Depuis le milieu du XIXe siècle, la France utilise ses possessions coloniales pour se débarrasser de ses opposants politiques les plus en pointe dans la contestation. G. Sentis évoque « les racines profondes de la xénophobie et de l’antisémitisme » pour expliquer le traitement infligé par la France aux « indésirables ». Il met en exergue le défaut de reconnaissance de la France à l’égard des étrangers, venus de toute l’Europe, pour l’aider à se reconstruire et à se développer. Face à cette injuste situation, la classe ouvrière est amenée à construire des ponts entre la main d’œuvre française et immigrée. Le libéralisme de la classe politique dirigeante d’avant 1940, sous la pression des milieux financiers et conservateurs conduit à la promulgation de la loi Daladier de 1938 qui stipule qu’en cas de guerre :

  • Les étrangers seront contraints de s’enrôler dans la Légion Étrangère ou chez les Prestataires de Main-d’œuvre Étrangère (PME – ancêtres des Compagnies de Travailleurs Étrangers ou CTE). Les Brigadistes Internationaux de la Guerre d’Espagne et les Espagnols de la Retirada seront les premiers frappés par cette loi ;
  • Les apatrides seront regroupés dans des centres de séjour surveillé ; en 1939, le ministre de l’Intérieur Albert Sarraut les dénommera « Camps de concentration ».

La déportation en Algérie

Deux groupes constituent le contingent des déportés :

  • Les députés communistes ;
  • Les indésirables français et étrangers.
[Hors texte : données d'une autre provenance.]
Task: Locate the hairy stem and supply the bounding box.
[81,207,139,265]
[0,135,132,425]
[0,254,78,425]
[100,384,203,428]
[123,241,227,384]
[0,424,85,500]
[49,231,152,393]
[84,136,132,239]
L’identification des indésirables déportés est difficile à établir puisqu’il n’existe pratiquement pas de listes nominatives. Le départ vers la colonie d’Afrique du Nord s’effectue à partir des quais de Port-Vendres, du fait de la proximité des camps où sont enfermés les hommes et que ce port est le plus près des côtes algériennes.

Dans les camps algériens

En Algérie, les indésirables sont internés sur le haut plateau situé en bordure du Sahara, comme à Djelfa. En l’absence de moyens d’hébergement, les prisonniers doivent construire des baraques dans des conditions climatiques insupportables. Quelques intellectuels laissent des traces écrites. Elles décrivent les dures conditions de la vie dans ces camps, tel Max Aub qui a écrit d’émouvants poèmes, ou encore le philosophe Roger Garaudy.

Pour en savoir plus

La libération

Après le débarquement anglo-américain de novembre 1942, il faut attendre le mois de mai 1943, pour voir les camps se vider. Globalement, toux les indésirables qui peuvent revenir en France poursuivent leur combat contre l’occupant et les collaborateurs de Vichy. Les Indésirables espagnols et ceux d’autres nationalités, parce que formés au combat au cours de la Guerre d’Espagne, sont très recherchés par les Alliés. En particulier, les Espagnols qui vont rejoindre les Forces Françaises Libres (FFL). Parmi eux, ceux de la Nueve qui vont s’illustrer sur les champs de bataille pour la libération de l’Europe, notamment en Normandie, à Paris, en Alsace et jusqu’en Bavière, avec la prise du « nid d’aigle » de Hitler, tout un symbole.